HC order shields lawyer’s identity from online fraud

Senior advocate Vikas Pahwa has spent decades building the kind of credibility that precedes a lawyer into court. In January 2026, that credibility became the target of anonymous fraudsters — and the Delhi High Court’s response turned Pahwa into a first mover in an emerging corner of Indian law: the recognition of personality and publicity rights for legal professionals, not just celebrities.

The case that brought him into the spotlight arose from a growing impersonation scam. On January 20, 2026, Justice Jyoti Singh of the Delhi High Court passed an ex parte ad interim injunction in Vikas Pahwa v.
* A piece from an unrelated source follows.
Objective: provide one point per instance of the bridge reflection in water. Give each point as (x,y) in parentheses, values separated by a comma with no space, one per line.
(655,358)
Ashok Kumar (John Doe) & Ors (CS(COMM) 38/2026), restraining unknown persons from using Pahwa’s name, image, identity or contact details to deceive the public.
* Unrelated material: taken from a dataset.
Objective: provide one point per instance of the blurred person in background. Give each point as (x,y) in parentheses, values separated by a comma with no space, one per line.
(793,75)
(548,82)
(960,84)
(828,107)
The court recorded a prima facie finding that unidentified defendants were impersonating him to lure people into fraudulent financial investments.

According to the order, the impersonator posed as a stock broker and operated a WhatsApp group titled “Technical Discussion Group for the Stock Market B12”, soliciting investments while borrowing the authority conferred by Pahwa’s reputation and recognisable public profile.

The alleged scam ecosystem extended across multiple websites and messaging platforms, prompting the court to intervene swiftly.

The injunction restrained the John Doe defendants from exploiting Pahwa’s persona on any digital platform, including social media.

It also directed the takedown or blocking of specific webpages carrying his photographs across several sites, and ordered domain registrars and hosting providers to disclose registration and identity details of the operators. Those operators were further directed to reveal information relating to the primary impersonator.

News reports described the order as unusual for a lawyer, marking one of the rare instances where a court acted to protect a legal professional’s identity against digital impersonation tied to alleged fraud.

Speaking after the ruling, Pahwa framed the issue as extending beyond personal reputation. A lawyer’s “brand”, he said, is built not through endorsements or celebrity culture but through integrity, courtroom conduct and public trust — and impersonation corrodes confidence in the justice system itself.

He also criticised the limitations of the standard notice-and-takedown model, arguing that it is too slow to deal with repeat offenders. Where identity misuse is linked to fraud, he said, speed is not a convenience but a form of harm reduction, making a case for “stay-down” obligations once content is judicially identified as unlawful.

The court order provides a concise professional portrait. Pahwa is recorded as a Senior Advocate with over 32 years of practice, designated as such in 2011, with a core focus on money laundering, anti-corruption matters, economic offences and white-collar crime.

The order also notes his work in extradition cases, treaty obligations and cross-border financial crimes, as well as his appearances in landmark matters involving multiple jurisdictions.

Importantly, the court took note of his public visibility — including professional presence across platforms — to support the argument that his name and image had acquired an independent proprietary character vulnerable to misuse.

Older legal profiles describe him as a third-generation criminal lawyer practising before the Supreme Court and the Delhi High Court, with a pop-culture footnote: an appearance as a lawyer in the 2006 film Khosla Ka Ghosla.

Beyond one individual, the order carries wider implications. While Indian courts have increasingly recognised personality rights for actors and public figures in the age of AI-driven impersonation, Pahwa’s case shifts the focus to professional identity.

Where misuse creates both consumer harm through fraud and systemic harm by eroding trust in institutions, the threshold for judicial protection may be lower.

The lesson is distinctly modern. Authority built slowly, in court, can now be copied and redeployed at internet speed.

The Delhi High Court’s order recognises that in such a landscape, the law must protect not only reputation, but the public from legitimacy that has been forged.